Systematically generating tests that would have caught Anthropic's top‑K bug (theorem.dev)

Researchers introduced an automated testing pipeline that uses “fractional proof decomposition” to generate targeted property-based unit tests capable of finding rare, production‑critical bugs—demonstrated by reproducing Anthropic’s approximate top‑K TPU bug without using Anthropic’s hand‑written reproducer. The team encodes an end‑to‑end theorem as a Hypothesis PBT (for example, ∀prompt,k: LLM_top‑1(prompt) ∈ LLM_top‑k(prompt) ) and then recursively decomposes it into smaller, checkable subtheorems (e.g., max(approximate_top_k(arr,k)) == max(arr); logits are finite; token IDs align with logprob keys in vLLM). The generated unit tests run on Colab and found the top‑K exclusion bug after ~10M samples and an XLA/TPU excess‑precision issue in seconds. Technically, fractional proofs are “fractional” components of a brute‑force correctness proof: by breaking an end‑to‑end property into logically composing PBTs, the input space for each subtest becomes small enough to sample efficiently while still guaranteeing composition covers the original theorem.
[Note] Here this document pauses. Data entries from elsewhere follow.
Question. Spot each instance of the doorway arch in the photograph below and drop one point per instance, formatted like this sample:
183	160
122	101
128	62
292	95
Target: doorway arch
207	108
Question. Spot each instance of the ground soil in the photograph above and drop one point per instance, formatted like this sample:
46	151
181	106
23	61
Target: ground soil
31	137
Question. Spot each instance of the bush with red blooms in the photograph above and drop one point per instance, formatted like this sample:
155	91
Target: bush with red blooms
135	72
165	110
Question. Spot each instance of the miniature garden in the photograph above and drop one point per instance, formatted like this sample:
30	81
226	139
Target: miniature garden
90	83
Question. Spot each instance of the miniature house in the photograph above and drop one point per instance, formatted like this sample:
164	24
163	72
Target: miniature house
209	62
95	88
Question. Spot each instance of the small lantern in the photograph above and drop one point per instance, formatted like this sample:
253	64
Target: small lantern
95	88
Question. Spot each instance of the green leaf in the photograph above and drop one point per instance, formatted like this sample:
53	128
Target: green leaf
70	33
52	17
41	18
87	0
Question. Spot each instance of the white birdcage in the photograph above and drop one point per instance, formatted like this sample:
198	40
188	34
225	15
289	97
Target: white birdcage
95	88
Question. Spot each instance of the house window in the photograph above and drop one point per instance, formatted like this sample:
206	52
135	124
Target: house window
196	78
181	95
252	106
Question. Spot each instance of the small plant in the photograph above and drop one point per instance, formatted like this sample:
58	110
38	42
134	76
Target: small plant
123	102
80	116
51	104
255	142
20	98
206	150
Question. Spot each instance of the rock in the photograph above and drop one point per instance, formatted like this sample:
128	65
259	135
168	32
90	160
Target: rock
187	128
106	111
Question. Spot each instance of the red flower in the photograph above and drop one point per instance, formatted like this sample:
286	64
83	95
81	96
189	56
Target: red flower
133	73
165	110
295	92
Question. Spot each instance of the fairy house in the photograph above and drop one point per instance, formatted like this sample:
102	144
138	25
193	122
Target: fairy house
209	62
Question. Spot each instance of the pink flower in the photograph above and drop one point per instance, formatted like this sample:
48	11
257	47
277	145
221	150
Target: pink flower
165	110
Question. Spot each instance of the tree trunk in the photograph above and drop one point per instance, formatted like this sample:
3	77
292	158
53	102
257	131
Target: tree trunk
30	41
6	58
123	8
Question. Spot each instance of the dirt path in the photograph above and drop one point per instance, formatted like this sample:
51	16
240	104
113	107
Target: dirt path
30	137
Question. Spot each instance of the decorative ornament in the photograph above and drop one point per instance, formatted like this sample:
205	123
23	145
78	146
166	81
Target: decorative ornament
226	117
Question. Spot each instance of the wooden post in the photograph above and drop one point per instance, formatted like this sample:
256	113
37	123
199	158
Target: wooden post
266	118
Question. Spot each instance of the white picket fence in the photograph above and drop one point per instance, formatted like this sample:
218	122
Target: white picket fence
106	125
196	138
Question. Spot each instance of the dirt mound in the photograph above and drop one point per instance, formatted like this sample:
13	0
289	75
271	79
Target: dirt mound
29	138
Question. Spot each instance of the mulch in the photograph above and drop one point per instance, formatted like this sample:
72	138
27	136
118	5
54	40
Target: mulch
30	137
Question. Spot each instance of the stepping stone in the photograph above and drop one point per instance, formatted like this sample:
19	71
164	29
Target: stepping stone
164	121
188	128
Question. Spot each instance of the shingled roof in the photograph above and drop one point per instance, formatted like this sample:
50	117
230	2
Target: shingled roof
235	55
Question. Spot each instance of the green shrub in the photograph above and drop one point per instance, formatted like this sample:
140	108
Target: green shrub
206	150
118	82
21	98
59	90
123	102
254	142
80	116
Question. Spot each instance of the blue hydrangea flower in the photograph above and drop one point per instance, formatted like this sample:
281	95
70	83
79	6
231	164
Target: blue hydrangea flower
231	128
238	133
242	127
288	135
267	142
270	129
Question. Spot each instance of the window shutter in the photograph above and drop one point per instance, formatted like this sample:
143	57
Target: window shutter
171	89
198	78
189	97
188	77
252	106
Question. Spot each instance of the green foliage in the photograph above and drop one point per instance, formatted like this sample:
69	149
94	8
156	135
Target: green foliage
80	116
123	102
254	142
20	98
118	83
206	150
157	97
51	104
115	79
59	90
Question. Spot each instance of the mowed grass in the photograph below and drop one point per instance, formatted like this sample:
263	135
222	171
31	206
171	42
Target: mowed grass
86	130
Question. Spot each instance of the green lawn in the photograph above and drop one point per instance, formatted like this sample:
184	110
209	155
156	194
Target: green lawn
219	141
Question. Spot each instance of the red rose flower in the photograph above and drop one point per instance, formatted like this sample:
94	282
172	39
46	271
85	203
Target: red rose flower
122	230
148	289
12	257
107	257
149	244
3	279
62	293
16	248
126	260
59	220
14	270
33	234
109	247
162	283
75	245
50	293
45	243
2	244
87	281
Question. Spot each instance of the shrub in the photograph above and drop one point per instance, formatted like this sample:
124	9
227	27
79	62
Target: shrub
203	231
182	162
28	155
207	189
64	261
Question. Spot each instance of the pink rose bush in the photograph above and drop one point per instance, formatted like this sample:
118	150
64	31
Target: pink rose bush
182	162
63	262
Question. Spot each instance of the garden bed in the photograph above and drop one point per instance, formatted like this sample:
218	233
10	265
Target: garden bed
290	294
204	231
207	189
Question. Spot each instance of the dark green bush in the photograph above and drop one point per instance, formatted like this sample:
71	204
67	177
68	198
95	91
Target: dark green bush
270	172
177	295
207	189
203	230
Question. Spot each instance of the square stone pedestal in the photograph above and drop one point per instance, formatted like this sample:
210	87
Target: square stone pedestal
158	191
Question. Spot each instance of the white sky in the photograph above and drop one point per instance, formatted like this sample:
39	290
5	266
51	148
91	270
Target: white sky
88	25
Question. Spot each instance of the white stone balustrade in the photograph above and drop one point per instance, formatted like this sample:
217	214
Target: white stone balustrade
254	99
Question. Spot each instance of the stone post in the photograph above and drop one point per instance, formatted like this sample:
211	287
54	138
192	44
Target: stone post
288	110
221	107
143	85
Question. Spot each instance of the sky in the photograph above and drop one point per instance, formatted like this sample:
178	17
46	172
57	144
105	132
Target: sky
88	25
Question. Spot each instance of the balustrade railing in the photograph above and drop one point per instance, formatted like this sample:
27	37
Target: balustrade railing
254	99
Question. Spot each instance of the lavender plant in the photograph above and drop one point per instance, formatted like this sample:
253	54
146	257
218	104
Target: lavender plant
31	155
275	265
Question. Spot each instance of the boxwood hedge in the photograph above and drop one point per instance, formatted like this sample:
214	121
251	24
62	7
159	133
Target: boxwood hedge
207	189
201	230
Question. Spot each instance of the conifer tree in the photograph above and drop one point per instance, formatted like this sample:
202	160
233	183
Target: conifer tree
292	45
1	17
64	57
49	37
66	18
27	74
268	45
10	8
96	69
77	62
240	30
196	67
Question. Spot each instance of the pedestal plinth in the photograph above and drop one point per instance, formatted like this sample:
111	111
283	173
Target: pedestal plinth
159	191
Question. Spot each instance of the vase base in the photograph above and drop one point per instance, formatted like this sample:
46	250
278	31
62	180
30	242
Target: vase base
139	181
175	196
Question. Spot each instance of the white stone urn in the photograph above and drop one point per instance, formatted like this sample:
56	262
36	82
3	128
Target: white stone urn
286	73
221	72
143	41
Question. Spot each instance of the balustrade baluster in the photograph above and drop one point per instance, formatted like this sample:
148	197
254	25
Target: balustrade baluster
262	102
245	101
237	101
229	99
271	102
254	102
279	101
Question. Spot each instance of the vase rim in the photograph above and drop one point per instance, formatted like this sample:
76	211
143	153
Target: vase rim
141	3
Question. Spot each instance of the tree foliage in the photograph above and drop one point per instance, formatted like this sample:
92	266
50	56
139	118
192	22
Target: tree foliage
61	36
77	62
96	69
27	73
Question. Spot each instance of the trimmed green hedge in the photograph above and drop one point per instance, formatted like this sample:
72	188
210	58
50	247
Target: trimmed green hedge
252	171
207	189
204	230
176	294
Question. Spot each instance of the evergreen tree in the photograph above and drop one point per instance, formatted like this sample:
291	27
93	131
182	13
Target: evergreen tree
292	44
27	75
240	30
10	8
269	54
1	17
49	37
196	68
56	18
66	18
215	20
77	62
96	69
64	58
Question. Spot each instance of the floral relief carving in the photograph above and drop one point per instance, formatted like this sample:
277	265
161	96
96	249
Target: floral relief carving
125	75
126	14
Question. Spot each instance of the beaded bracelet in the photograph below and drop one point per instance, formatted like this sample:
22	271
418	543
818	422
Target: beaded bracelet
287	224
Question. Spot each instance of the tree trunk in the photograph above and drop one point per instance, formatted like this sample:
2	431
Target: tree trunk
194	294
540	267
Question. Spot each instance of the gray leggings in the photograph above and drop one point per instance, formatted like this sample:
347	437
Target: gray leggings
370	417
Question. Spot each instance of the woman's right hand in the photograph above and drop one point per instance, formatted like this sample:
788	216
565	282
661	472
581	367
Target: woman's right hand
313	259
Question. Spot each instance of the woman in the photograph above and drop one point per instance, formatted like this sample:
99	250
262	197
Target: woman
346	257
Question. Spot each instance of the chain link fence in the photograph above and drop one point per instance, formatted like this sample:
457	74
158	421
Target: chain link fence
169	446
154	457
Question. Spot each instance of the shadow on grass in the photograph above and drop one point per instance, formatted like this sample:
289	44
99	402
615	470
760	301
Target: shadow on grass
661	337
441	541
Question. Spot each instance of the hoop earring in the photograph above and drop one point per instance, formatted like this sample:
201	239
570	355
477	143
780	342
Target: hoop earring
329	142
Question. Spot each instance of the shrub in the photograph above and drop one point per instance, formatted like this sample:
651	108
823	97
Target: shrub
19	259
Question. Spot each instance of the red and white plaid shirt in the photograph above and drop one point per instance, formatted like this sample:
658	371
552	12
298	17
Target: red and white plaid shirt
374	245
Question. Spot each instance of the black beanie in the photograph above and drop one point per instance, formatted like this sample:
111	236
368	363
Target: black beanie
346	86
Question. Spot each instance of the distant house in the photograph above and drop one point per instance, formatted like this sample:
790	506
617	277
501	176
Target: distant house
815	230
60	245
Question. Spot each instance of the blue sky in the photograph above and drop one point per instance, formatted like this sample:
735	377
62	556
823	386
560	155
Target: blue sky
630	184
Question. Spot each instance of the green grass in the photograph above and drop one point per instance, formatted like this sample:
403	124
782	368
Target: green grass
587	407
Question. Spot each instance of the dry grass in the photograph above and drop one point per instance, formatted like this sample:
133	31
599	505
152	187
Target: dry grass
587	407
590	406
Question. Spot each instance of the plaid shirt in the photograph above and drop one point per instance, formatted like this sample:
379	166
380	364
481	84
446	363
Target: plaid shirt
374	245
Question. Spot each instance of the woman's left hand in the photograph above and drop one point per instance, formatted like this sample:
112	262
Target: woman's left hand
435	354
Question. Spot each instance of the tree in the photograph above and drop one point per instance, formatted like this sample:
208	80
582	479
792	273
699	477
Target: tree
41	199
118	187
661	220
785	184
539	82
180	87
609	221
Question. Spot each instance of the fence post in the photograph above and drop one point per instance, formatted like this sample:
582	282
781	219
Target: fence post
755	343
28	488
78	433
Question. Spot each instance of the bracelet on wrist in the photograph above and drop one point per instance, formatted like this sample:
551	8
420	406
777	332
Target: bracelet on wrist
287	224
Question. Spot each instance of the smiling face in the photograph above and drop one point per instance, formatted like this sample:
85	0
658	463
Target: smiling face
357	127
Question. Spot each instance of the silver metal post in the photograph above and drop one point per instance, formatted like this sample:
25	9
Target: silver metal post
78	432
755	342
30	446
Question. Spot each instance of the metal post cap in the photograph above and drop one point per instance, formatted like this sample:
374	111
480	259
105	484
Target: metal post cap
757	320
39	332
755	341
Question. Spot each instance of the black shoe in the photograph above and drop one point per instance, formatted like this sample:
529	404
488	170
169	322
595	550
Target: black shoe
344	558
This shifts testing cost from being proportional to bug rarity to roughly logarithmic in rarity, letting teams catch low‑probability edge cases without infeasible compute. The approach is extendable to real codebases (e.g., libtpu implementations or TPU→cluster composition) and supports automating model‑based reasoning about program correctness for earlier, cost‑effective bug detection.